Die Hungersnot – Folgen und Ursachen
Bodenerosion und Desertifikation – Hauptprobleme im Sahel
Lösungsansätze in der Vergangenheit
Zukunftsperspektiven und Besserungschancen
1. Einleitung
„Fast regelmäßig kam der Regen. Die ganze Natur atmete neues Leben und die Tierwelt entwickelte ihre geselligen Eigenschaften in der ganzen Kraft neuerwachender Triebe. Die dichtkronigen Bäume schwirrten von dem fröhlichen Gezwitscher der Ammern und Finken und dem Gegirre der Tauben. Affen stiegen in die kleine Einsenkung hinter unserem Gezelte herunter, um einen Trunk Wasser zu erlangen, während dann und wann der ferne Ruf eines Löwen erschallte.“
So beschrieb der deutsche Geograph und Afrika-Forscher Heinrich Barth 1850 während seiner Expedition einen Landstrich im Sahel, am südlichen Rand der Sahara.
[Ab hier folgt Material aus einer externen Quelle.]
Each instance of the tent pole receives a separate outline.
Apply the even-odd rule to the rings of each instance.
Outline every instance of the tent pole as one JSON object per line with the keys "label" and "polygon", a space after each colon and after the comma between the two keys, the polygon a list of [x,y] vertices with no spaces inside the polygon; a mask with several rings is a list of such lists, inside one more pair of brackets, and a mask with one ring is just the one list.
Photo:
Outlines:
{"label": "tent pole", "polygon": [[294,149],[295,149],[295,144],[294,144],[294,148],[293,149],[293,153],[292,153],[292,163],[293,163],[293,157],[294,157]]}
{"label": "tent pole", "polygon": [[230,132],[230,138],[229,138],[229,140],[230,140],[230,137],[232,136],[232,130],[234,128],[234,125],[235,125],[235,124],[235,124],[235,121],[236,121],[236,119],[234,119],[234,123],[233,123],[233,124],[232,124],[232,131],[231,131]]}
Man könnte meinen, er spräche vom tropischen Regenwald.
Heute ist von dem, was Heinrich Barth vor 140 Jahren erlebte und in seinen zahlreichen Zeichnungen und Tagebucheinträgen festhielt, nichts mehr zu sehen. In weiten Teilen des Sahels erstreckt sich eine kahle Einöde. Die Erde ist müde, unfruchtbar und ausgedorrt. Auf die sperrliche Vegetation prallt die glühende Hitze, macht Wasserstellen zu einer Seltenheit.
2.
Was versteht man unter „Sahel“?
Viele denken die Wüstenrandstaaten Mali und Senegal sowie Mauretanien, Niger, Obervolta, Tschad und Sudan seien deckungsgleich mit der Landschaft, die von den Arabern seit jeher als Sahel bezeichnet wird. Geht man der ursprünglichen Bedeutung des arabischen Wortes nach, Sahel bedeutet nämlich Ufer und Küste der Sahara, so ergibt sich, daß es sich um einen mehr schmalen als breiten Saum handeln muß. Infolge der Schwierigkeit seiner Abgrenzung und weil die Sahara an einigen Plätzen bereits über ihre Ufer tritt, ist dieser Grenzsaum in seiner Breite nicht exakt anzugeben.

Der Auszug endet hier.